Change Data Capture (CDC) is a set of software design patterns used to detect and capture changes made to data in a database. Instead of querying the database at regular intervals (polling) to detect changes, CDC allows for real-time data monitoring and synchronization by capturing changes as they happen.

The usefulness of CDC

  • Real-Time Data Integration: CDC enables the immediate detection and replication of data changes, allowing for real-time data integration across systems.
  • Data Synchronization: It ensures data consistency across different databases and systems by continuously monitoring and replicating changes.
  • Reduced Latency: Since CDC captures changes as they happen, it significantly reduces the latency compared to traditional batch processing or polling mechanisms.
  • Audit Trail: CDC provides a complete audit trail of all changes, which is useful for compliance and tracking historical changes.
  • Efficient Resource Usage: By only processing changed data, CDC reduces the overhead and resource consumption associated with full data processing.

How CDC works

CDC can be implemented using several methods, depending on the database and use case.

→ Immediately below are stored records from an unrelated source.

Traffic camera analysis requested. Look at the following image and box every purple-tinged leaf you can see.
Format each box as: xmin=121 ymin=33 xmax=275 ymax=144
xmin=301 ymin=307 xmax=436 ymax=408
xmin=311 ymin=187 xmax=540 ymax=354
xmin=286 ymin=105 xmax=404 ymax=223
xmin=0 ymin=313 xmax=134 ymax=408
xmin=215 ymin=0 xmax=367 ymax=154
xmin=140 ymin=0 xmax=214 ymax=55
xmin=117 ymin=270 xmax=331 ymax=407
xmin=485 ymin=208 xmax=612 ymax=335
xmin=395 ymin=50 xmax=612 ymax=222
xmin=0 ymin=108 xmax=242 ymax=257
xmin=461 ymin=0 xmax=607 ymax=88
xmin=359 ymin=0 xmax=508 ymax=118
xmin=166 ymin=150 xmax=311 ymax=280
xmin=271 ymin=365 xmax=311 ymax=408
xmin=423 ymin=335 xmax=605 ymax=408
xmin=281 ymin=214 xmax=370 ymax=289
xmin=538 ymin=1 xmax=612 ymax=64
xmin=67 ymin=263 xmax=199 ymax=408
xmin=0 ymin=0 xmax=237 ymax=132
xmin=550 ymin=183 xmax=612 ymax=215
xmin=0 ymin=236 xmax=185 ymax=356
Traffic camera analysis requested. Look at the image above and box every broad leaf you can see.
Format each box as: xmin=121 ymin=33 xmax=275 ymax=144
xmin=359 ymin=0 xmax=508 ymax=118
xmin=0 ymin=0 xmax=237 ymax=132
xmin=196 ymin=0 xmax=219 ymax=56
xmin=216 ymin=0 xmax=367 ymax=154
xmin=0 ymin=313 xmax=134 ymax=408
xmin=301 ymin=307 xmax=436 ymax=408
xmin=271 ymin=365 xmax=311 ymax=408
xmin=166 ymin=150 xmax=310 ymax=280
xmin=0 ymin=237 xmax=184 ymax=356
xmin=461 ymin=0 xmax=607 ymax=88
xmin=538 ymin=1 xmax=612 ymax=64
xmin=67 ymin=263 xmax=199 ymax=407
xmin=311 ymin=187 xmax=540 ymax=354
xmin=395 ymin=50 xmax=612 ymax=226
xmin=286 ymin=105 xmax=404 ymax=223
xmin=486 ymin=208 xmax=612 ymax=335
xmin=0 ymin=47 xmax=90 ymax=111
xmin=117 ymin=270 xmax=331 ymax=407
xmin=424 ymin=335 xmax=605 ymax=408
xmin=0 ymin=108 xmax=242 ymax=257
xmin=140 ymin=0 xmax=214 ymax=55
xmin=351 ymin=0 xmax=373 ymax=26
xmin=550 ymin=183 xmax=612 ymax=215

  • Database Triggers: These are database-specific procedures that execute automatically in response to certain events (e.g., insert, update, delete) on a table.
  • Transaction Logs: CDC tools read the database’s transaction log to capture changes. This method is highly efficient as it does not interfere with the database’s normal operations.
  • Timestamp Columns: Tables are designed with timestamp columns that record the last modification time, allowing CDC systems to identify changes by comparing timestamps.
  • Polling with Optimization: While not true CDC, optimized polling checks for changes in a more efficient manner by using indexed columns or other mechanisms to reduce overhead.

Benefits of CDC

  • Reduced Overhead: Polling requires frequent querying of the database, which can be resource-intensive. CDC, by contrast, captures changes as they happen, leading to less database load.
  • Timeliness: CDC captures and propagates changes in real-time, whereas polling introduces a delay based on the polling interval.
  • Scalability: CDC can handle large volumes of changes more efficiently than polling, which can struggle with scalability as the frequency and size of data changes increase.
  • Deletion Capture: CDC tracks all types of database operations, including deletions, ensuring that applications or systems accurately reflect the current state of the database. Unlike polling, which requires soft deletes or other deletion markers to capture deletions, CDC can capture deletions directly.

Downsides of CDC

  • Complexity: Implementing CDC can be more complex than polling, requiring deeper integration with the database and careful handling of transaction logs or triggers.
  • Database-Specific Implementations: Each database system may have its own way of implementing CDC, which can lead to vendor lock-in and difficulties in migrating to different databases.
  • Resource Usage: While CDC reduces query overhead, reading transaction logs or maintaining triggers can still consume resources and may impact performance if not managed properly.

Tools for implementing CDC

  • Debezium: An open-source CDC tool that supports various databases like MySQL, PostgreSQL, MongoDB, and more. It reads database transaction logs and streams changes to other systems.
  • AWS Database Migration Service (DMS): A cloud-based service that supports CDC for various databases, enabling data replication and migration with minimal downtime.
  • Apache Kafka Connect: With connectors like the Debezium Connector, Kafka Connect provides a scalable and reliable way to implement CDC and stream changes to Kafka topics.
  • Oracle GoldenGate: A comprehensive CDC solution for Oracle databases that captures and replicates changes in real-time.
  • Microsoft SQL Server Change Data Capture: A built-in feature of SQL Server that captures changes in user tables and makes them available for downstream processing.
  • Google Cloud Datastream: A serverless change data capture and replication service that allows for real-time data integration and synchronization across various databases and services.
  • MaxWell for MySQL: An open-source CDC tool for MySQL databases that reads MySQL binlogs and writes row updates as JSON to Kafka, Kinesis, or other streaming platforms.

In summary, CDC is a powerful approach for real-time data monitoring and synchronization. It offers significant advantages over polling, including reduced latency and resource usage, but comes with complexities and implementation-specific challenges. Various tools and platforms provide support for CDC, making it accessible for different database environments.